20 October 2011

One Cheer for Australia's Carbon Tax?

During our summer of discontent there was a very discontented debate happening on the other side of the globe over whether or not Australia, one of the world's worst carbon offenders in terms of emissions per head of population, was going to be the first member of the OECD to introduce a national carbon tax. In spite of the lobbying, lies and loss of three leading politicians, a carbon tax was introduced. That in itself seems to me to be worth celebrating.

It has also led to the production of some trite but rather useful short videos, made available via the Australian government's website.
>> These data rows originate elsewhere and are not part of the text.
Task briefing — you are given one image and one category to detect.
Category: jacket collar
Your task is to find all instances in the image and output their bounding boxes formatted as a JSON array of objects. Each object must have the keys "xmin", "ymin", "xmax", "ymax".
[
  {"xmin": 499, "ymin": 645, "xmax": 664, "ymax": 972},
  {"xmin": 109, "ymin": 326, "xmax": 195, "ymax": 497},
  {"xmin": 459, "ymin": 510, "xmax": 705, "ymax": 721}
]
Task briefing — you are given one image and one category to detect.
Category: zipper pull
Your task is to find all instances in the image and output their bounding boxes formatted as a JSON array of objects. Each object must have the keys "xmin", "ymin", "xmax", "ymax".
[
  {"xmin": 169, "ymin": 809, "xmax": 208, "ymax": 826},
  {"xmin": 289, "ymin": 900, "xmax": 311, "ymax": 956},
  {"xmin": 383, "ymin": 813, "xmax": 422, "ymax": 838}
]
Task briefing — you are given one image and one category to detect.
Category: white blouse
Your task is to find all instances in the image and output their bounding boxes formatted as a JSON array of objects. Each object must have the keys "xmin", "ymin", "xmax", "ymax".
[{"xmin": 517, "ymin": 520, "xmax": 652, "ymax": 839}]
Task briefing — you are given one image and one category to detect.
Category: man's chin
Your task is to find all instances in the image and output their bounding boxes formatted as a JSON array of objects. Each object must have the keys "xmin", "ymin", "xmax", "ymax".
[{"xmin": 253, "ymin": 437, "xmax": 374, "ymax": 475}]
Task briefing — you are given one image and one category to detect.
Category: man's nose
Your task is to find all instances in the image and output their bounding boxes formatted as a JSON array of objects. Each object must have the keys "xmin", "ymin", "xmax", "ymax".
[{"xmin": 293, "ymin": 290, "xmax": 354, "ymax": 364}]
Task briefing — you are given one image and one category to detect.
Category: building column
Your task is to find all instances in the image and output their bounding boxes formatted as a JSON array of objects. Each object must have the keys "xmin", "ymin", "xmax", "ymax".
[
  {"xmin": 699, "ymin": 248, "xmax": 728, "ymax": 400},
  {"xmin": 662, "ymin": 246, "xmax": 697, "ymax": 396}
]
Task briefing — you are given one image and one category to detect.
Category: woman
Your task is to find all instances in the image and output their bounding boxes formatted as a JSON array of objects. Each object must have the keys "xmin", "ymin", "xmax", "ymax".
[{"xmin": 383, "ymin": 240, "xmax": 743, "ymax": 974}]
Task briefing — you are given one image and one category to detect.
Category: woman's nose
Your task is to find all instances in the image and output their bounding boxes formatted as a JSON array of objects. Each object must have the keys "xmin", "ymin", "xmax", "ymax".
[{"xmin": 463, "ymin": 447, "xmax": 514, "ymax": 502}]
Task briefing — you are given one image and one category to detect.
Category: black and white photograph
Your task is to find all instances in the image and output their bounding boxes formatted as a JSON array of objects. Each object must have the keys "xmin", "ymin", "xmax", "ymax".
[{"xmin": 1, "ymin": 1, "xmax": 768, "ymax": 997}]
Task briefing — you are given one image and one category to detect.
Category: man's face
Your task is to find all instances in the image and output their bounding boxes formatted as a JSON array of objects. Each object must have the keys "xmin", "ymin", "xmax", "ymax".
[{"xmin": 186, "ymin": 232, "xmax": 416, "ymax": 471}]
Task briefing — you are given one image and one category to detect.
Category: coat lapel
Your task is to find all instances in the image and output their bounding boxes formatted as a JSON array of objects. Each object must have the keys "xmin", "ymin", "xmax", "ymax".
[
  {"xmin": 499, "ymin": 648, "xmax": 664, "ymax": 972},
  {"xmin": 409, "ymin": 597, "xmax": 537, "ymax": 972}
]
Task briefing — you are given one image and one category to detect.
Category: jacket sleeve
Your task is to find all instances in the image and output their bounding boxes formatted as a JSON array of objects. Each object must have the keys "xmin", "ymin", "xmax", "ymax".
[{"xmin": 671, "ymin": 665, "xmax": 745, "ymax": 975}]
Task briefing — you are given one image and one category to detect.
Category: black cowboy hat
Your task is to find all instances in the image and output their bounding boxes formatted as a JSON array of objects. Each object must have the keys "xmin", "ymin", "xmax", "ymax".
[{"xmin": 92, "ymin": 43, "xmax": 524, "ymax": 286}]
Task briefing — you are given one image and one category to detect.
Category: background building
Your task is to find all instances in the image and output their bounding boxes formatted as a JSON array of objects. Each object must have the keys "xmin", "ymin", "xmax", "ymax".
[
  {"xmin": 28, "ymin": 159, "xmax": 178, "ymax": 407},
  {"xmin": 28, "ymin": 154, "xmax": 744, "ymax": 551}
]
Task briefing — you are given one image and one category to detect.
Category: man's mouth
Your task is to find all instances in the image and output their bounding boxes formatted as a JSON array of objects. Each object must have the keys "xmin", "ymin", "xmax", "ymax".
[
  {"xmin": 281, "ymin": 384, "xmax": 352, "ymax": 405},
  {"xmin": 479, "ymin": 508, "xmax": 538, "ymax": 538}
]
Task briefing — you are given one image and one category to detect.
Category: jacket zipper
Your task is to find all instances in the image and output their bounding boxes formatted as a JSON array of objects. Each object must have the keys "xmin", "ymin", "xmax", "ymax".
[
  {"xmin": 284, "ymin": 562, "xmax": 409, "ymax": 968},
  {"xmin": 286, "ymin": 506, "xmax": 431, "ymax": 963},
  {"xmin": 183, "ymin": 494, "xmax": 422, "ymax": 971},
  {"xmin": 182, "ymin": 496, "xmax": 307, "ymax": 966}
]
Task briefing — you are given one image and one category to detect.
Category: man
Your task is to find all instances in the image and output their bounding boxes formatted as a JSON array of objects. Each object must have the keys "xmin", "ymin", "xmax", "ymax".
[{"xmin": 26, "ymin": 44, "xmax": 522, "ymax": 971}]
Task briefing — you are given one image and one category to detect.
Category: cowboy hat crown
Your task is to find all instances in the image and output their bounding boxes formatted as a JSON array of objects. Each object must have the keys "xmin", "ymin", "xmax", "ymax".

In typical aussie style, these make the points without any fuss - a far cry from what we could expect from our own DECC. These could be useful to share with friends and colleagues who find the rather abstract idea of 'pricing carbon' difficult to grasp.

The carbon tax is a policy proposal emanating from the Australian Greens, who are celebrating its acceptance by the ruling coalition. The fight over whether to control emissions through a trading system, which effectively gives the value generated by the right to pollute to companies - the sort of system we have in the EU - or through a carbon tax, where the value goes to governments and can be shared with citizens who will pay higher fuel prices, has been a bitter one, with Bob Brown becoming a hate figure amongst Australia's huge mining companies and in the Murdoch press.

Due to the power of this lobby, there are a large number of accommodations and compromises, limiting the effectiveness of the tax. The price of carbon, at around £15 per tonne, if massively too low, and the money raised has been used to buy off both citizens facing higher bills, but also the very companies that are guilty of producing the pollution. The target for emission reductions - at 5% by 2020 - is also totally unrealistic.

But Julia Gillard has looked weak since she knifed her own party's leader PM Kevin Rudd, and in that context this is a significant political victory. It also represents a historic victory for the Australian Greens, who first proposed a carbon tax for their country. We should build on this start and argue for carbon taxes in our own countries.